FIG. 1 is a plan view of a dielectric filter according to a first embodiment of the present invention.

FIG. 2 is a plan view of a dielectric filter according to a second embodiment of the present invention.

FIG. 3 is a plan view of a dielectric filter according to another embodiment of the present invention.

FIG. 4 is a plan view of a dielectric filter according to another embodiment of the present invention.

FIG. 5 is a plan view of a dielectric filter according to another embodiment of the present invention.

FIG. 6 is a plan view of a dielectric filter according to a third embodiment of the present invention.

FIG. 7 is a plan view of a dielectric filter according to another embodiment of the present invention.

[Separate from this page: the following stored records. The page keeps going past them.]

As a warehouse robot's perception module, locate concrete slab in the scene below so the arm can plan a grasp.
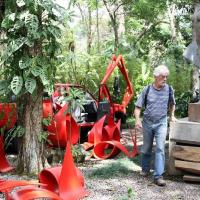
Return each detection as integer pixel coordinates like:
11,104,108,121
169,118,200,145
188,102,200,122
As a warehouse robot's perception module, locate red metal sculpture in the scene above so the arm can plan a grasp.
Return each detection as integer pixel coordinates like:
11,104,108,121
83,115,138,159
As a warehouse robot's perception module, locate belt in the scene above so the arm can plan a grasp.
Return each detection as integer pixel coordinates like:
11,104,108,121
143,117,167,123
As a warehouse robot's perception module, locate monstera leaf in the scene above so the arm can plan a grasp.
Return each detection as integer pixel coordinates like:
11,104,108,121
11,76,23,95
25,78,36,94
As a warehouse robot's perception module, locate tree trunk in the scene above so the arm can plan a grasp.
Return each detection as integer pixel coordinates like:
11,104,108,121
192,3,200,97
103,0,119,51
112,17,119,51
96,0,100,53
87,5,92,54
168,4,177,42
18,83,45,174
192,67,199,99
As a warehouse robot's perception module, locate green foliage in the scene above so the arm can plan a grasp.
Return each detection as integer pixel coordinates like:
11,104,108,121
4,126,25,148
38,131,52,144
0,0,67,95
63,88,85,114
71,144,85,163
122,188,136,200
88,157,133,179
176,91,192,118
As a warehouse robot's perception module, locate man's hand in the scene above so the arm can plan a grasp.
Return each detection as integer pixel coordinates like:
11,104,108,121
134,107,142,130
169,116,178,122
135,119,142,130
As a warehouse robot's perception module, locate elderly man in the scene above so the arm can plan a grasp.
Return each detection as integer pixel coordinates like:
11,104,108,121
134,65,176,186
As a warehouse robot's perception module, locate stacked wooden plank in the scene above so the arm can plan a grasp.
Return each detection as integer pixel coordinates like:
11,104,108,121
168,103,200,182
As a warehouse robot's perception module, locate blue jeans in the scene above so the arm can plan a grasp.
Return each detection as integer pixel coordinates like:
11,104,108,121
141,117,167,179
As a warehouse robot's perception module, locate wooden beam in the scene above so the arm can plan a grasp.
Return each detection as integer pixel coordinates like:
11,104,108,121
175,160,200,174
183,175,200,182
172,145,200,162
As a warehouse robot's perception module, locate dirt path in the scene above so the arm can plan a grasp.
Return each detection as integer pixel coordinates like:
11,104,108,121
0,130,200,200
81,130,200,200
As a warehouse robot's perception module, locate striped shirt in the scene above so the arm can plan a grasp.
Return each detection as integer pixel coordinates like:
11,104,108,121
135,84,176,121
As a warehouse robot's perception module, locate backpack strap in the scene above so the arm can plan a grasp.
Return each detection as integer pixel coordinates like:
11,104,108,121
144,85,150,108
167,85,172,107
144,85,172,108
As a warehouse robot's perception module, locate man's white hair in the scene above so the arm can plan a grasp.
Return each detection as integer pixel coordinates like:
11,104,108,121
153,65,169,76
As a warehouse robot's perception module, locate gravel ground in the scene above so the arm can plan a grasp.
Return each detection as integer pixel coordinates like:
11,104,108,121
0,130,200,200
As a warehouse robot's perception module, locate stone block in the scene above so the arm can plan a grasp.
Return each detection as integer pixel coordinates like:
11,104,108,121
169,118,200,145
188,102,200,122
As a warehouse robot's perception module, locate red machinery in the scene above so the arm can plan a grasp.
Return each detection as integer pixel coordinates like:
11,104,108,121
0,56,137,200
43,55,133,148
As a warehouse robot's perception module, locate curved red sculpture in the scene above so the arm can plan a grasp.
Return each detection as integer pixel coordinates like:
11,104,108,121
83,115,138,159
39,142,88,200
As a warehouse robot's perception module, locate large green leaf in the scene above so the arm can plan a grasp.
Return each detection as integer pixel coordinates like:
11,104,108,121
25,78,36,94
19,57,31,69
1,13,15,29
40,72,49,85
16,0,25,7
31,66,42,77
11,76,23,95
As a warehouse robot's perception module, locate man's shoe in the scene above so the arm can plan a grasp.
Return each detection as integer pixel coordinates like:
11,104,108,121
140,171,150,176
154,178,166,186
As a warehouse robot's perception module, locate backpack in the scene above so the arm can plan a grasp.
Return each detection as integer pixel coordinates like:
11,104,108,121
144,85,172,108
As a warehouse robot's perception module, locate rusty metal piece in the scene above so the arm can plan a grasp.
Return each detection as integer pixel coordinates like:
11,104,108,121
47,104,79,148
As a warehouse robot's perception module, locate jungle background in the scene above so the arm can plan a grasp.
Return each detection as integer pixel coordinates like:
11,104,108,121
0,0,199,172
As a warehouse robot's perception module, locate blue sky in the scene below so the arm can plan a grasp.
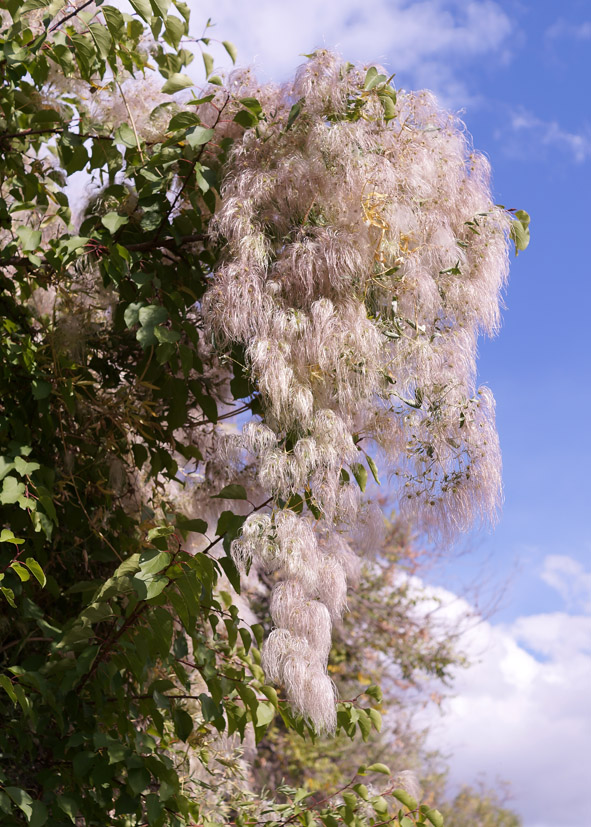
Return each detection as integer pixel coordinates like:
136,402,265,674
131,0,591,827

FIG. 8 is a plan view of a dielectric filter according to another embodiment of the present invention.

FIG. 9A is an external perspective view of a conventional dielectric filter, and FIG. 9B is a plan view seen from the open end face side of FIG. 9A.

[Explanation of symbols]

 1 Dielectric block 2a, 2b Resonator hole 21 Stepped portion 3 Inner conductor 4 Outer conductor

Claims (2)

[Claims] 1. A dielectric block is provided with a plurality of resonator holes including at least one resonator hole having a large inner diameter portion and a small inner diameter portion and having a step portion inside, and an inner surface of the resonator hole. In a dielectric filter having an inner conductor and an outer conductor formed on the outer surface of a dielectric block, the resonator inner hole having the stepped portion has a large inner diameter portion and a small inner diameter portion having similar cross-sectional shapes. A dielectric filter characterized by the above. 2. The dielectric filter according to claim 1, wherein a central axis of the small inner diameter portion of the resonator hole having the step portion is formed eccentric with respect to a central axis of the large inner diameter portion.